I recall an old illustration of the two shoe salesmen going into a third-world country some decades ago. The story goes that the first shoe salesman wired back pessimistically to his company: “No market here, the citizens don’t wear shoes.” The second wired back brimming with optimism: “Great market potential! The citizens don’t wear shoes — yet!” Like that second salesmen, I don’t look at the negatives — I see huge potential in working within the vast millennial market.
Just out of school with a degree in economics, I was drawn to the financial services industry as a way to combine my analytical skills and the ability to communicate and connect with people. As I approached graduation and took a closer look at the industry, I was both surprised and excited by the opportunity for advisors to begin at a young age. I knew I would have a large impact on clients throughout their working lives. I did not find many careers that offered such impact, growth, ownership, and financial opportunity.
As Yogi Berra (reportedly) said, “It is amazing what you can observe by looking around.” As I examined the millennial demographic, I found that there are many young professionals with great jobs, large incomes, growth potential and serious financial planning needs.

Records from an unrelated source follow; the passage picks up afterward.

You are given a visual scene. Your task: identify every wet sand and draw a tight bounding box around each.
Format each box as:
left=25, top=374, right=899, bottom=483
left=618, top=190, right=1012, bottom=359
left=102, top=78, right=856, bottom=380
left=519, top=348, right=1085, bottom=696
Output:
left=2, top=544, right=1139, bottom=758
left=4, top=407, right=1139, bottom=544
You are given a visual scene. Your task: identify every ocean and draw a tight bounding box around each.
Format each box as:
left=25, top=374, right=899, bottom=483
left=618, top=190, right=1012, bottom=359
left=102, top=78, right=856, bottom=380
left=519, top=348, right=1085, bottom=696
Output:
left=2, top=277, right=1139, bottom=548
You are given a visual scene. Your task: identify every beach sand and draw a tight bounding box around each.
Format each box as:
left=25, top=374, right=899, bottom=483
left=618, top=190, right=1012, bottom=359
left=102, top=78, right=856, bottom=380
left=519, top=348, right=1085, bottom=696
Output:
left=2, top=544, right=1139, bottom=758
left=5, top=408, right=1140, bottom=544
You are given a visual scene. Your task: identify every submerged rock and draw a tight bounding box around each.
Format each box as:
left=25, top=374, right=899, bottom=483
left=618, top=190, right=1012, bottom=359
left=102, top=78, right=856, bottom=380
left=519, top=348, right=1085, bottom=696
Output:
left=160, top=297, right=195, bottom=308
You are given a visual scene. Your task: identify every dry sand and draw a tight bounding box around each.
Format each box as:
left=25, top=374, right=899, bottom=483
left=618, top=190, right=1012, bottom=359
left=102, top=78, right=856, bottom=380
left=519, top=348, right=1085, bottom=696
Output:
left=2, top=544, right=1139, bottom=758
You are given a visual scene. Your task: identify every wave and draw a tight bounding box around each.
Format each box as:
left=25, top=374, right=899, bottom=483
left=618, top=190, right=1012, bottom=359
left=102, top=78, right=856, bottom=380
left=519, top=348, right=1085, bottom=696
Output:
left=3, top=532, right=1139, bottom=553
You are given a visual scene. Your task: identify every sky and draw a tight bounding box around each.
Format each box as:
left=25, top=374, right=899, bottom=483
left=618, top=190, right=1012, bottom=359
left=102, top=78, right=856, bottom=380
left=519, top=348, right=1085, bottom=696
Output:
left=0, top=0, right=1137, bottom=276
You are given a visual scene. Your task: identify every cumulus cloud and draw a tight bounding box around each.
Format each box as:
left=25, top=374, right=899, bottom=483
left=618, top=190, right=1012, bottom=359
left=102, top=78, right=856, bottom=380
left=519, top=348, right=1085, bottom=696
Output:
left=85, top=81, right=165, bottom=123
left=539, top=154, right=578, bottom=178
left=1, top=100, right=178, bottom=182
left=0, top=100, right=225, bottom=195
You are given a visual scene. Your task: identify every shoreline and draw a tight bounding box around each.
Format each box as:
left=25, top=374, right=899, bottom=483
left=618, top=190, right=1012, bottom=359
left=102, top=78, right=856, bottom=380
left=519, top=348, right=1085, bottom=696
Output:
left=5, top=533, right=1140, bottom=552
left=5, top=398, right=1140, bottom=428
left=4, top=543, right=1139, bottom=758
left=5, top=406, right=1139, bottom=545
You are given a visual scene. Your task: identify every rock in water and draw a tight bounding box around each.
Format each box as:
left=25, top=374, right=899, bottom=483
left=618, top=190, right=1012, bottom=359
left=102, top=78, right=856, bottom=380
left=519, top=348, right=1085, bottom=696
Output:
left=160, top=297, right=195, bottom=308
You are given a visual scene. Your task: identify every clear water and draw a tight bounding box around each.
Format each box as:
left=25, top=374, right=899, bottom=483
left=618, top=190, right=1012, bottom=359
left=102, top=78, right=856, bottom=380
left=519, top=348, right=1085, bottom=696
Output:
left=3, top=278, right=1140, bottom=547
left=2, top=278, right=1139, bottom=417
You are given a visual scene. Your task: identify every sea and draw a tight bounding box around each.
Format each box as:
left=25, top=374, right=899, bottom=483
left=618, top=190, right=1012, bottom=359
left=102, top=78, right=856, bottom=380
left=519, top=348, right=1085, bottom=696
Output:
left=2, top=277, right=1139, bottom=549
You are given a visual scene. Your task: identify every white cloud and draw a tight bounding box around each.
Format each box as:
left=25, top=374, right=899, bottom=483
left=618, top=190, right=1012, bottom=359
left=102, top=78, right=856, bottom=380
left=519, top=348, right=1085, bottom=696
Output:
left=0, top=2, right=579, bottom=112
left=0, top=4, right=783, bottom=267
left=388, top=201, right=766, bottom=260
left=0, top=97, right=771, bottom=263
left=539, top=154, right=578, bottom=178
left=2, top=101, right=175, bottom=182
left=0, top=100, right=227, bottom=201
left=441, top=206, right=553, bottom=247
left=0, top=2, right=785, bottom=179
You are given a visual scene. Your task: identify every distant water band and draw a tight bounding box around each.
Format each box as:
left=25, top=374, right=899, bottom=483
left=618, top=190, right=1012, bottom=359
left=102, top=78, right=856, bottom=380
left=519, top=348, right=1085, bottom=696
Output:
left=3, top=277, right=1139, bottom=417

As with any good marketing plan, I had to develop my target market, define my services, and brand my image to prospects and clients. Millennials, like any other group, simply want their needs and lifestyles understood.
I look at every client as a puzzle with a tangible solution. I am constantly challenged to provide both quality solutions and to learn how to communicate to people in the specific way that they need. Some millennials will need a “nudge,” others need a “pull,” and – still – others simply need direction.
People face different goals, challenges, and experiences and I enjoy bringing solutions to them in a way that best suits their specific needs.